A descrição da nova espécie e do gênero Agojie foi publicada em artigo na revista científica Zootaxa na última sexta-feira (15), assinado por Danilo e Thamara, junto com o botânico Paulo Gonella, da Universidade Federal de São João del-Rei (UFSJ).
O nome do gênero – e da espécie – foi uma referência às guerreiras Agojie, do reino de Daomé, da África Ocidental, história real na qual é baseado o filme “A Mulher Rei”, estrelado por Viola Davis. “Quando assisti ao filme ‘A Mulher Rei’, adorei o papel de liderança da Viola e a união das guerreiras Agojie. Achei que essa seria uma excelente oportunidade para fazer tal homenagem e também unir ciência à cultura pop”, compartilha a pesquisadora Thamara.
Já o “rupicola” é uma referência aos habitats onde essa espécie foi encontrada: os ambientes rochosos da Mata Atlântica, neste caso as Serras do Padre Ângelo, do Parado e da Palha Branca, além da Pedra de Santa Rita, todas no leste de Minas Gerais.
Da junção dos dois conceitos nasceu o nome científico Agojie rupicola, a borboleta-guerreira-das-pedras.
O mesmo ambiente que está agora impresso no seu batismo representa uma preocupação dos pesquisadores. “Isso porque essa espécie, apesar de acabar de ter sido descoberta, já se encontra ameaçada de extinção pelo desmatamento, fogo e invasão dos seus habitats por gramíneas africanas”, alerta Danilo.
Por enquanto, a espécie foi encontrada apenas nas serras dos municípios mineiros de Conselheiro Pena e Santa Rita do Itueto, uma ocorrência restrita que reforça a preocupação dos pesquisadores com sua conservação.

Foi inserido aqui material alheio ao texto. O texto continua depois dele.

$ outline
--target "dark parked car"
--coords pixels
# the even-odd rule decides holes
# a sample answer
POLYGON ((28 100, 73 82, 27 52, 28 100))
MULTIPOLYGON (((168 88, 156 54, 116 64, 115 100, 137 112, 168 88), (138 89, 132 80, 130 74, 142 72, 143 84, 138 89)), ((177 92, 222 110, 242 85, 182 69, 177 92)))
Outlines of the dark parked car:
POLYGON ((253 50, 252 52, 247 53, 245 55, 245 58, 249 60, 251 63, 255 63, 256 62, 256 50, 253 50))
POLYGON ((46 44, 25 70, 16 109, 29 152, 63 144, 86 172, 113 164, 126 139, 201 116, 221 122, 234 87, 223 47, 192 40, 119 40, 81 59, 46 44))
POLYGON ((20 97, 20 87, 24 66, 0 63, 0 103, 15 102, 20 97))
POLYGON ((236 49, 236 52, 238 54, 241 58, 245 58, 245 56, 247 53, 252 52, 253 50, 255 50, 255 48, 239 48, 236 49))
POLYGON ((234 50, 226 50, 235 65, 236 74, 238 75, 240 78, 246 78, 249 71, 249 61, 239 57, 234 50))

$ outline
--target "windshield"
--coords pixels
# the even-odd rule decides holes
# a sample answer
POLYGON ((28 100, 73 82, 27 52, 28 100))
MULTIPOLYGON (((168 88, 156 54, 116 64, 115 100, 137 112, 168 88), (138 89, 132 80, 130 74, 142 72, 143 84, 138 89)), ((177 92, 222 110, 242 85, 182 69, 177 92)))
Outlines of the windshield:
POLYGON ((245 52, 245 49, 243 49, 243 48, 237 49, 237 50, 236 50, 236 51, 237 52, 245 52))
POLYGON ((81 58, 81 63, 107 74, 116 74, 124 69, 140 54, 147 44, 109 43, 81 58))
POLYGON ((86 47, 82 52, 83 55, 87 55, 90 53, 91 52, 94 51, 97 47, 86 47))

No artigo, eles sugerem que a espécie seja classificada como Em Perigo de extinção.
Além disso, todos os 18 espécimes coletados são machos, o que representa uma lacuna para compreensão da espécie como um todo. Por isso, os pesquisadores orientam que em futuros trabalhos de campo a prioridade seja coletar fêmeas e indivíduos juvenis.
Serras únicas e desprotegidas
Desprotegidas e vulneráveis, as montanhas do leste de Minas Gerais abrigam vários habitantes peculiares além da borboleta-guerreira. Duas novas espécies de plantas, a bromélia-enigmática, descrita em março deste ano, e um raro maracujá-das-pedras, em janeiro de 2022, reforçam a importância da região.
“Essas descobertas se seguiram à descoberta da maior planta carnívora das Américas, a Drosera magnifica, em uma montanha da região, nomeada em 2015″, lembra o botânico Paulo Gonella.
Devido a sua relevância ambiental, os pesquisadores reforçam a necessidade de criar uma unidade de conservação que garanta a proteção das montanhas e suas espécies tão únicas. “Temos conversado com a comunidade, os órgãos ambientais e o poder público local para pensar na melhor estratégia de proteção das montanhas da região. Uma proposta de Unidade de Conservação está sendo elaborada com o auxílio do Plano de Ação Territorial Capixaba-Gerais, uma importante ferramenta para pensar coletivamente em ações para proteger espécies ameaçadas de extinção”, conta Gonella.
Para chamar atenção da sociedade, o INMA produziu um mini-documentário chamado “Terra de Gigantes” (parte 1 e parte 2), sobre as espécies da serra e sua beleza cênica.